The antimicrobial peptide AP7121, produced by Enterococcus faecalis CECT7121, presents bactericidal activity on Gram-positive pathogens. However, its administration via oral route is inhibited by gastric acidity and proteolytic digestive enzymes. The objective of this work was to analyze the effectiveness of the encapsulation of AP7121 for oral administration.
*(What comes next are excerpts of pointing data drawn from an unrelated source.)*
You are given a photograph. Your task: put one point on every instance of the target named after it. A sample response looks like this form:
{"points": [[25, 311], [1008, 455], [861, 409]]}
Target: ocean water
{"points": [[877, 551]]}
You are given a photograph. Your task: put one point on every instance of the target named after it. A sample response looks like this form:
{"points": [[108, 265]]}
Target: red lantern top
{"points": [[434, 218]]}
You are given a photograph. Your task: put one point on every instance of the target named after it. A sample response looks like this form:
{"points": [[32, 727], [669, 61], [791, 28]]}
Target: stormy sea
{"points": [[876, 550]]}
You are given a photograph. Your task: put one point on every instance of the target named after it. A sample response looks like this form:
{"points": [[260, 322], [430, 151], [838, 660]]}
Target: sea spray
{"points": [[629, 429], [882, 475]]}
In order to do this, the encapsulation of the antimicrobial peptide was performed by forming sterile 2.2% sodium alginate drops containing AP7121 (30.0 mg / L) and circulating in an extruder device. The inhibitory activity of the obtained capsules was evaluated by determining the Minimum Inhibitory Concentration of AP7121 (MICAP7121), with Listeria monocytogenes ATCC 19111 (LM, MICAP7121: 0.8 mg / L). Likewise, the stability of the antimicrobial peptide was investigated against trypsin, α-chymotrypsin, proteinase K and pronase E (1 mg / mL) proteolytic enzymes, and the effect of pH was evaluated using an HCl, pH = 2.0 solution. The capsules obtained were uniform and a final AP7121 concentration of 29.7 ± 0.3 mg / L with a MIC AP7121: 0.8 mg / L for ML was obtained. Against proteolytic enzymes, no decrease in activity was observed, remaining unchanged in the capsules (MICAP7121 of LM: 0.8 mg / L). After exposure to pH = 2.0, a significant loss of activity was observed after 4 h of exposure. The results obtained would enable the use of AP7121 in capsules for oral administration given its resistance to stomach acid pH and proteolytic enzymes, factors that limit the use without protection of its activity.